Rasking is leaning on this wording from Section 4 of the 25th Amendment (emphasis mine):
Whenever the Vice President and a majority of either the principal officers of the executive departments or of such other body as Congress may by law provide, transmit to the President pro tempore of the Senate and the Speaker of the House of Representatives their written declaration that the President is unable to discharge the powers and duties of his office, the Vice President shall immediately assume the powers and duties of the office as Acting President.
Raskin’s press release elaborates:
“The Constitution explicitly vests Congress with the authority to create a body that will guarantee the successful continuity of government by responding to presidential incapacity to discharge the powers and duties of office. We have a solemn duty to play our defined role under the 25th Amendment by setting up this body to act alongside the Vice President and the Cabinet. This body should have been set up [by] Congress when the 25th Amendment was added to the Constitution in 1967. We have 535 Members of Congress but just one President and this body is a necessary element of successful continuity of government. Congress should act now to establish a permanent and standing Commission on Presidential Capacity to Discharge the Powers and Duties of Office.“
You know why we need one and why now:
“Public trust in Donald Trump’s ability to meet the duties of his office has dropped to unprecedented lows as he threatens to destroy entire civilizations, unleashes chaos in the Middle East while violating Congressional war powers, aggressively insults the Pope of the Catholic Church and sends out artistic renderings online likening himself to Jesus Christ. We are at a dangerous precipice, and it is now a matter of national security for Congress to fulfill its responsibilities under the 25th Amendment to protect the American people from an increasingly volatile and unstable situation,” said Ranking Member Raskin.
Richardson adds:
Trump’s deteriorating mental state has become impossible to overlook, but Republicans are making excuses for it. Cabinet members, who owe their positions to Trump and who likely recognize they will never rise to such power again in a merit-based system, will probably not question Trump’s mental acuity. But Raskin’s measure will force Republicans in Congress either to vote for an independent commission to evaluate Trump or to own his increasingly erratic behavior themselves.

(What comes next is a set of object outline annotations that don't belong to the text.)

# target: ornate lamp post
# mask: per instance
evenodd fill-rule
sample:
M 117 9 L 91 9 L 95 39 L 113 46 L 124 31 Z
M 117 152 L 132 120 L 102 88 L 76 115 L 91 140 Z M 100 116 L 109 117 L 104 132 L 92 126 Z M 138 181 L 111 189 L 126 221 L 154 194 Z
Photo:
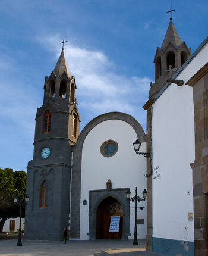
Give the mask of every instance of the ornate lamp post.
M 137 188 L 135 187 L 135 195 L 130 199 L 131 192 L 128 191 L 127 194 L 127 198 L 130 202 L 135 202 L 135 226 L 134 226 L 134 241 L 133 245 L 138 245 L 137 241 L 137 202 L 141 202 L 141 201 L 145 201 L 147 197 L 147 191 L 144 189 L 143 191 L 143 198 L 141 198 L 137 195 Z
M 133 143 L 133 146 L 134 148 L 134 151 L 138 154 L 138 155 L 142 155 L 145 157 L 150 157 L 150 153 L 143 153 L 141 152 L 138 152 L 140 151 L 140 146 L 141 146 L 141 143 L 138 141 L 138 139 L 137 139 L 136 141 Z
M 14 197 L 14 202 L 17 204 L 18 202 L 18 196 L 16 195 Z M 22 207 L 22 204 L 25 204 L 26 205 L 27 205 L 27 203 L 29 201 L 29 196 L 27 194 L 24 196 L 24 201 L 25 202 L 23 201 L 23 199 L 21 197 L 19 198 L 20 201 L 20 226 L 19 226 L 19 233 L 18 235 L 18 242 L 17 243 L 17 246 L 22 246 L 23 244 L 21 243 L 21 207 Z

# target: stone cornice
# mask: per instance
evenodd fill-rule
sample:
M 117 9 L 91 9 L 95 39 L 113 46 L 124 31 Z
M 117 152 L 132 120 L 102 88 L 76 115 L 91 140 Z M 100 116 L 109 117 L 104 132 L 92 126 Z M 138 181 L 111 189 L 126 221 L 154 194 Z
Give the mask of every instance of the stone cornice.
M 148 101 L 146 102 L 146 104 L 143 107 L 144 110 L 147 110 L 147 108 L 149 108 L 149 107 L 152 105 L 153 102 L 153 99 L 148 99 Z
M 39 165 L 39 166 L 27 166 L 27 169 L 34 169 L 35 168 L 45 168 L 45 167 L 52 167 L 54 166 L 65 166 L 67 167 L 69 167 L 70 168 L 72 168 L 72 166 L 70 166 L 70 164 L 67 164 L 65 163 L 56 163 L 55 164 L 42 164 L 42 165 Z
M 197 83 L 201 77 L 208 73 L 208 62 L 197 72 L 192 77 L 187 81 L 185 84 L 193 86 Z

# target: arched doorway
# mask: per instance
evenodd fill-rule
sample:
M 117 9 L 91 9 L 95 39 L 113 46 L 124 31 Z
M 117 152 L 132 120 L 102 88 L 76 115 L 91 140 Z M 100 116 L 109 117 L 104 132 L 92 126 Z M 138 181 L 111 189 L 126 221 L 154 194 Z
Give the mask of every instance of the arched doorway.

Not exactly. Republicans having to vote assumes this bill ever sees the light of day in a Trump presidency. This isn’t the first time Raskin has filed such a bill. He filed one on May 1, 2017 and again on October 9, 2020. Both died in committee.
House Republicans will again kill this bill in the cradle. Even if by extraordinary circumstances House Republicans don’t, Senate Republicans will. Even if by extraordinary circumstances Senate Republicans don’t, it would have to survive a Trump veto in both chambers. Even if by even more extraordinary circumstances the bill becomes law, a concurrent resolution of Congress is required to activate the Commission, the president must agree to submit to the examination, etc.
Then there is this last paragraph of the 25th Amendment:
Thereafter, when the President transmits to the President pro tempore of the Senate and the Speaker of the House of Representatives his written declaration that no inability exists, he shall resume the powers and duties of his office unless the Vice President and a majority of either the principal officers of the executive department or of such other body as Congress may by law provide, transmit within four days to the President pro tempore of the Senate and the Speaker of the House of Representatives their written declaration that the President is unable to discharge the powers and duties of his office. Thereupon Congress shall decide the issue, assembling within forty-eight hours for that purpose if not in session. If the Congress, within twenty-one days after receipt of the latter written declaration, or, if Congress is not in session, within twenty-one days after Congress is required to assemble, determines by two-thirds vote of both Houses that the President is unable to discharge the powers and duties of his office, the Vice President shall continue to discharge the same as Acting President; otherwise, the President shall resume the powers and duties of his office.
Don’t hold your breath. Raskin will get one day’s worth of press from this move. The country won’t get one nanosecond of relief from the lunatic in the Oval Office.